Hypercalcemia in MRCP (II)
It has been almost 3 years ago when I last talked about hypercalcemia. I mentioned about common causes of hypercalcemia in my previous post. Today, I am going to talk about managing hypercalcemia in clinical practice.
Before this, I think we have to pick up hypercalcemia in daily clinical practice, although I would say most of the time, patients are asymptomatic, you must remember that classically, hypercalcemia leads to,
" groans, moans,bones,stones and psychiatric overtones"

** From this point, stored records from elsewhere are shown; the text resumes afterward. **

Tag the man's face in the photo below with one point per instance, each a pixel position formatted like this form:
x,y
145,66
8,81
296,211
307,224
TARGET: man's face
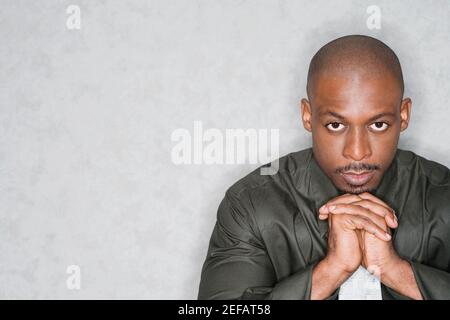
x,y
355,124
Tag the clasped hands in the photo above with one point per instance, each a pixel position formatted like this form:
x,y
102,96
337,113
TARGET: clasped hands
x,y
359,233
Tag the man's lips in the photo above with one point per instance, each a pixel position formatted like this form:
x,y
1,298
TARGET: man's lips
x,y
359,178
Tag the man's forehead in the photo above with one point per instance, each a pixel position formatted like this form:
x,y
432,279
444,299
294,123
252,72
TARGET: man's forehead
x,y
343,90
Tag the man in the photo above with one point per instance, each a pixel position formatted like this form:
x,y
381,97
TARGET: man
x,y
351,200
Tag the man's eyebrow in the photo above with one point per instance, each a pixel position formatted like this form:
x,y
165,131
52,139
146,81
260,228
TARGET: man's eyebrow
x,y
337,115
331,113
384,114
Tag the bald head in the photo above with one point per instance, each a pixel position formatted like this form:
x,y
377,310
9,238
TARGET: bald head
x,y
354,55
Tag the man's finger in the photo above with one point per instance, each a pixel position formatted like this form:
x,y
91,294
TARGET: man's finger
x,y
376,208
385,212
359,211
346,198
356,222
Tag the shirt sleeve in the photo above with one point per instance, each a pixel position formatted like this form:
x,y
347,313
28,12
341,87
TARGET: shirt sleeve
x,y
433,284
237,265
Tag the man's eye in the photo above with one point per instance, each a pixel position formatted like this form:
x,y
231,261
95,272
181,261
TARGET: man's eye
x,y
335,126
379,126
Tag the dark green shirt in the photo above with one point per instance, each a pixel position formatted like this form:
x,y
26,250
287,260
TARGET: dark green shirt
x,y
268,237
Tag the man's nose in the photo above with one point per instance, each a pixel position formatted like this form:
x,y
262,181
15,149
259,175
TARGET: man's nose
x,y
357,145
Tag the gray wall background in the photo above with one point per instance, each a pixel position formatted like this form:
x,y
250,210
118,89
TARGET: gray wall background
x,y
86,118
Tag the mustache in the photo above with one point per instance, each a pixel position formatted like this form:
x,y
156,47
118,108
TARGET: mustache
x,y
358,167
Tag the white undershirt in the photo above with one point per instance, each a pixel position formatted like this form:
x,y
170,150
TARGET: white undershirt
x,y
361,285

However, I usually noticed they came in unspecific complaints- lethargy,fatigue but quite common they are dehydrated and developed acute kidney injury ( hypercalcemia is one of the major causes of nephrogenic diabetes insipidus and patients with hypercalcemia develop acute kidney injury may be due to dehydration and other factors as well- You may want to find out how hypercalcemia can lead to AKI)
|
Pamidronate- A bisphosphonate |
I always remind my junior doctors that strategies to manage hypercalcemia are
1) To correct hypercalcemia
2) To find out the underlying cause
Various ways to reduce hypercalcemia, they are hydration, steroid, bisphosphonates and calcitonin and of course after treating the hypercalcemia, find out the underlying cause.
I would say that commonly I find that the major causes are either primary tumour ( especially multiple myeloma) or secondary malignancy due to metastasis to the bone!